- Born: December 1, 1876 La Crosse
- Died: March 24, 1936 Evanston
- Resting place: Lincoln Cemetery
- Occupation: Teacher

= Blanche Wilkins Williams =

American educator of deaf students

Blanche Wilkins Williams (December 1, 1876 – March 24, 1936) was an American educator of deaf children. In 1893 she became the first African American woman to graduate from the Minnesota State Academy for the Deaf. She was described by a prominent deaf newspaper as "the most accomplished deaf lady of her race in America".

==Early life and education==
Blanche Hilyard Wilkins was born in La Crosse, Wisconsin, on December 1, 1876. She became deaf at an early age.

Wilkins attended the Minnesota State Academy for the Deaf from 1883 to 1893, and was the first Black woman to graduate from the school. She wrote to Edward Miner Gallaudet several times, asking for information on admission to Gallaudet College, but she was rejected; Gallaudet would not admit a Black student until 1950.

==Career==

Williams joined the literary department of the North Carolina School for the Colored Deaf and Blind in Raleigh in 1895. In 1897 she was paid a salary of $250 in that role. Wilkins and other Black deaf teachers were role models for their students, demonstrating that deaf people could assume leadership positions.

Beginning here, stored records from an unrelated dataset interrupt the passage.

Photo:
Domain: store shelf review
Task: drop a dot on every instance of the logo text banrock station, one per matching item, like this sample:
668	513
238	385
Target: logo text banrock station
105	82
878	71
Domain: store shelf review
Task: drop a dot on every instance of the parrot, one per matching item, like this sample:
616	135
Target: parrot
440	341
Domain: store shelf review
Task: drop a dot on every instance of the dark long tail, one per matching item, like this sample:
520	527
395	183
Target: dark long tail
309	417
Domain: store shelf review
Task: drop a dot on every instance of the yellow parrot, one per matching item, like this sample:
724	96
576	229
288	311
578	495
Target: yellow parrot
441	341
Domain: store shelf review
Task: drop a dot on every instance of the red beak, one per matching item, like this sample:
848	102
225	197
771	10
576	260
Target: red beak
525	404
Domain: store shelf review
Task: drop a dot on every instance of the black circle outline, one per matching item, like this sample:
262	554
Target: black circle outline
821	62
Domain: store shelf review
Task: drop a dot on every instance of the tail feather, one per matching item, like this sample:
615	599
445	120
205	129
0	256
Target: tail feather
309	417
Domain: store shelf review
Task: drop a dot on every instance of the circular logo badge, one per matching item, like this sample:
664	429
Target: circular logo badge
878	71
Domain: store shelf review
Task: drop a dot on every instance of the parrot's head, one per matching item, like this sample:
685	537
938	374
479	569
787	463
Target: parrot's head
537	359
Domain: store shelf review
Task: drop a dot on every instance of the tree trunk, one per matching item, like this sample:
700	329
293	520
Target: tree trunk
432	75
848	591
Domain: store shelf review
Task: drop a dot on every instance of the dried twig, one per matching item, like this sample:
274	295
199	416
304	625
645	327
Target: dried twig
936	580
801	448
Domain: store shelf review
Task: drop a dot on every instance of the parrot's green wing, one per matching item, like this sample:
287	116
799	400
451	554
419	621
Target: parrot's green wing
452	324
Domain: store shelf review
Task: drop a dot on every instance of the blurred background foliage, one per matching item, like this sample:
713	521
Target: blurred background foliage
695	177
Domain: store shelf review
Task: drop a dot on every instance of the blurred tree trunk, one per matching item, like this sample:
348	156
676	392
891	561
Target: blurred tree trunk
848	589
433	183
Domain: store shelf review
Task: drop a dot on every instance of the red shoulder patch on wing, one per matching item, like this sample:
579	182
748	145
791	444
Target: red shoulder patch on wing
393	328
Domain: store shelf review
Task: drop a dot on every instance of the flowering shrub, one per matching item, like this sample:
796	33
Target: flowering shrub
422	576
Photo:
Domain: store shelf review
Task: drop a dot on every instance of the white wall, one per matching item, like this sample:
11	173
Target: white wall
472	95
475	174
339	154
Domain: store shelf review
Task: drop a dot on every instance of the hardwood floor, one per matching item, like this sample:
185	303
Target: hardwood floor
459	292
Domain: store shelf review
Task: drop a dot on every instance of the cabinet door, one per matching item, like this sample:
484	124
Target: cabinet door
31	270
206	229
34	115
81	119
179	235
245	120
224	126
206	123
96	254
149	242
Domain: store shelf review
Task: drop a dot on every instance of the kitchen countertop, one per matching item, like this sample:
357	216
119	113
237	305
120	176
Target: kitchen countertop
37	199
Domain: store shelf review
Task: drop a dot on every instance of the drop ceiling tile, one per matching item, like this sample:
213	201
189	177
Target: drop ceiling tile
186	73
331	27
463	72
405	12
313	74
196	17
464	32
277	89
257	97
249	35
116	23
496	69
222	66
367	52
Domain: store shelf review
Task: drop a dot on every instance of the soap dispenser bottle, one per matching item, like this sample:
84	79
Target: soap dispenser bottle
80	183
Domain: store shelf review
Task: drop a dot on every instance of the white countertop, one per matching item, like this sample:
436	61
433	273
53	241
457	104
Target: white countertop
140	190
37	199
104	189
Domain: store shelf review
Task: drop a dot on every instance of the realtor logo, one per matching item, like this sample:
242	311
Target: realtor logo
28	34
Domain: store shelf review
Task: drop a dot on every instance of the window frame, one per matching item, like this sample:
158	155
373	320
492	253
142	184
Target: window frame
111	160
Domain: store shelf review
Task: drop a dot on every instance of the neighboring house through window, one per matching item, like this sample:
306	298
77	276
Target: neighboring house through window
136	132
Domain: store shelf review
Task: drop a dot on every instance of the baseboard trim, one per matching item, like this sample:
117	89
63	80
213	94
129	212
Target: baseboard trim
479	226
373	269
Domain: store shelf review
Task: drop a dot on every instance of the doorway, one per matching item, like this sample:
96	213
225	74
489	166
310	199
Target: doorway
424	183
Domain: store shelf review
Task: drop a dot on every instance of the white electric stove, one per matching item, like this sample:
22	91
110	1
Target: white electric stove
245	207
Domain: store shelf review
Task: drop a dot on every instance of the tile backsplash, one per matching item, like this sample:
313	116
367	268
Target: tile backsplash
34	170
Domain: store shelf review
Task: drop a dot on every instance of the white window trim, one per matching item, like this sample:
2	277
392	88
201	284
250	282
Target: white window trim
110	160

In 1898, Williams resigned her position at the North Carolina School for the Deaf to take a new teaching role at the School for the Colored Deaf and Blind in Austin, Texas, working there a year before returning to Raleigh. In 1899 Wilkins married Charles N. Williams, the hearing African American principal of the North Carolina school. She organized a new department for the Raleigh school, teaching sewing and dressmaking to deaf students and crocheting and knitting to blind students. Her husband died suddenly in 1907, leaving her with two children to raise. Wilkins applied for a position with the Maryland School for the Deaf in 1910, but was rejected as the school wrote that they did "not believe in the social equality of colored and white people." Around 1918, Wilkins moved the family to Chicago.

While in Chicago, Wilkins worked in several factory jobs, including doing beadwork, lampshade work, and power machine sewing. She continued to teach young deaf black children as well, working at a school for the deaf in Chicago. She married her second husband, Thomas Flowers, in 1920; they had worked together in Raleigh and were both widowers. Along with her second husband, she was active in missionary work in the Chicago area.

Wilkins died in Evanston, Illinois on March 24, 1936, and is buried in Lincoln Cemetery near Chicago.

==Legacy==
Wilkins was the first Black deaf person to serve on the executive committee of the National Association of the Deaf (NAD). This was unusual as Black people were not permitted to be NAD members until 1965.

The newspaper The Silent Worker ran a feature article on Wilkins in 1926, saying "[...] thanks to the excellent educational advantages, under able instructors, which she enjoyed at Faribault, she became the most accomplished deaf lady of her race in America."

In 2018 a newly built student dormitory at the Minnesota State Academy for the Deaf was named Wilkins Hall in her honor.